SIPP: Yes. Crypto ETNs qualify as exchange-traded securities, so most SIPPs allow them. Tax-sheltered growth with tax relief on the way in. Currently the cleanest long-term route for regulated crypto exposure.
Stocks and Shares ISA: Yes, but only until April 2026. After that, new crypto ETN purchases move to the IFISA.
IFISA: From April 2026, this becomes the ISA home for crypto ETNs. Not many people have one yet, so expect a wave of account openings.
Investment Bonds: No. Crypto ETNs don’t sit within the permitted investment categories for onshore or offshore bonds.
GIA: Yes. No restrictions, but no tax shelter either. CGT applies on gains above your allowance.
A few important caveats. Crypto ETNs are not covered by the FSCS. They’re classed as complex, high-risk products. You don’t own the underlying crypto. You own a debt note issued by a financial institution that promises to pay you a return linked to the crypto price. If the issuer fails, the note could become worthless. The FCA has been very clear: don’t invest unless you can afford to lose everything.

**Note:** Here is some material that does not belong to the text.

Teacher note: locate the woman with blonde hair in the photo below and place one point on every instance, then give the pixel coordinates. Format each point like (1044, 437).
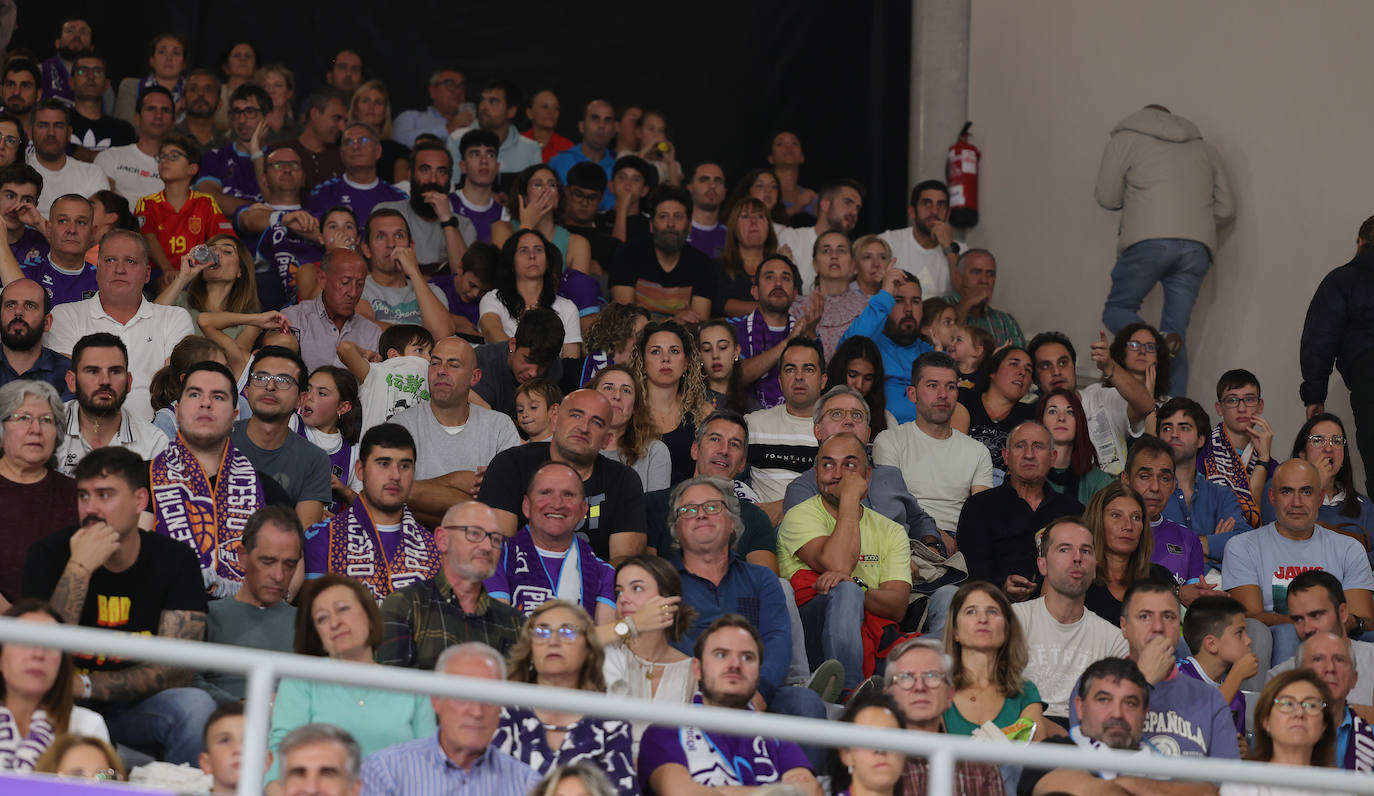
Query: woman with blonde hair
(559, 648)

For people who want a small, regulated crypto allocation inside a tax-efficient wrapper, this is genuinely new territory. We’ll do a deeper piece on this soon.
What Can Go Where?
Here’s the full picture. Which assets fit in which wrappers, with the key tax and access details underneath.

That’s the map. We’ll be digging into each wrapper in detail. If there’s one you’d like us to tackle first, let us know.
The Wiseones Summary
The wrapper you choose matters. But so does what you put inside it.
Pensions give you the widest investment menu, especially through a SIPP, and the best tax relief on the way in. The trade-off is your money is locked away until at least age 55. ISAs are more limited on what they can hold but everything comes out completely tax-free and you can access it whenever you like. Investment bonds are the specialist tool, best suited for lump sum planning, income in retirement, or estate work, and they come with their own quirks around permitted investments and tax treatment. The GIA holds anything but shelters nothing, so use your Bed and ISA trick each year to move what you can into a tax-free home.
The big changes to watch? Crypto ETNs are now available in pensions and ISAs. LTAFs are opening up private markets to mainstream wrappers from April 2026. And with the CGT allowance stuck at just £3,000, the case for using your wrappers properly has never been stronger.
Know what you own. Know where you own it. That’s the starting point for everything else.